The franchisor was unable to show that the outcome of the arbitration would have been different under Washington law than it would have been under Connecticut law, and “demonstrated no prejudice.” The trial court’s ruling was affirmed because the franchisor could not demonstrate prejudice, even though the trial court may have arguably made an error. As far as the limitation on damages was concerned, (there was a limit of $100,000 damages under the franchise agreement) because three stores were involved, three franchise agreements were involved with a $100,000 limit each, the aggregate limit was $300,000. Since the damages awarded to the entrepreneurs was $230,000, there again, the franchisor was unable to show any prejudice and the ruling was affirmed.
Finally, the franchisor argued it was prejudiced when the trial court refused to enforce the choice of law provision in the franchise agreements when the arbitrator employed Washington law, rather than Connecticut law. The court noted that the Franchise Investment Protection Act does not demand in state adjudication of disputes, but the Washington State Department of Financial Institutions has indicated that franchise agreements which require out of state arbitration of disputes may be unfair. The court rejected this argument because the franchisor was unable to show it was prejudiced by the case going forward in Washington, rather than in Connecticut. The Washington arbitrator’s decision was affirmed.
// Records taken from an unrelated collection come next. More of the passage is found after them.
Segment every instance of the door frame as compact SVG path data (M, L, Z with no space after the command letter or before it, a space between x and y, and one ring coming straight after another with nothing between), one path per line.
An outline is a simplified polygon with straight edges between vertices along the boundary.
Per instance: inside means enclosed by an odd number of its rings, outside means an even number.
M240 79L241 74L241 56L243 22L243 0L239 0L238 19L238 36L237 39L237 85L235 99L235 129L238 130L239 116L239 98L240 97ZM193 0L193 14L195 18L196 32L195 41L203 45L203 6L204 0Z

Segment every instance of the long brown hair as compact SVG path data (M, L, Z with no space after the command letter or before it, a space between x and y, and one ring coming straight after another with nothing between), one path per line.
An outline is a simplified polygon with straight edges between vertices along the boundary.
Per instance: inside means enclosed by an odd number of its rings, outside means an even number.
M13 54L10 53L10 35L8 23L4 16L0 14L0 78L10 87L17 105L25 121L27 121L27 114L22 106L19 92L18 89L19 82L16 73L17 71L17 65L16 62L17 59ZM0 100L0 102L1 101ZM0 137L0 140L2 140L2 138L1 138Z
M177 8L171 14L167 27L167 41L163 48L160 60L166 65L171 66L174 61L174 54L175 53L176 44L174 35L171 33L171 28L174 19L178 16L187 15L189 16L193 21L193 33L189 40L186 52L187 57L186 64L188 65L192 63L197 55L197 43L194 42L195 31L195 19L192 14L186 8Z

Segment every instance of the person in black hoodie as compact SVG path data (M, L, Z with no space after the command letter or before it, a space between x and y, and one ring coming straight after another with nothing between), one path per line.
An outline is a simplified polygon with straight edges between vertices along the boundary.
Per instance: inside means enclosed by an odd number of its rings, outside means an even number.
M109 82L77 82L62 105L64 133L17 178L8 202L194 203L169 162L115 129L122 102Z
Comment: The take away from this case is that if there is a dispute concerning the enforceability of an arbitration provision and the court rules in favor of compelling arbitration, that decision should immediately be appealed if the prejudice standard is to be avoided. Justice Madsen, who concurred in the opinion, but criticized the mandate that the party who fails to seek discretionary review of an order compelling arbitration must show prejudice as a condition of relief from the arbitration award, points out that the majority’s new prejudice standard encourages motions for interlocutory discretionary review, which is contrary to the expeditious resolution of disputes which is at the core of arbitration’s purpose. Discretionary review of arbitration orders will be costly and take time, which will slow down the arbitration process. Such appellate review will cause delay contrary to the policy favoring arbitration, which “places a burden on one party that does not accord with the standard courts use providing for de novo review of orders to compel arbitration.”[ii]
[i] Saleemi v. Doctor’s Assocs. Inc., __ Wn.2d __, 292 P.3d 108 (2013).
[ii] Id., __ Wn.2d __, 292 P.3d at 118.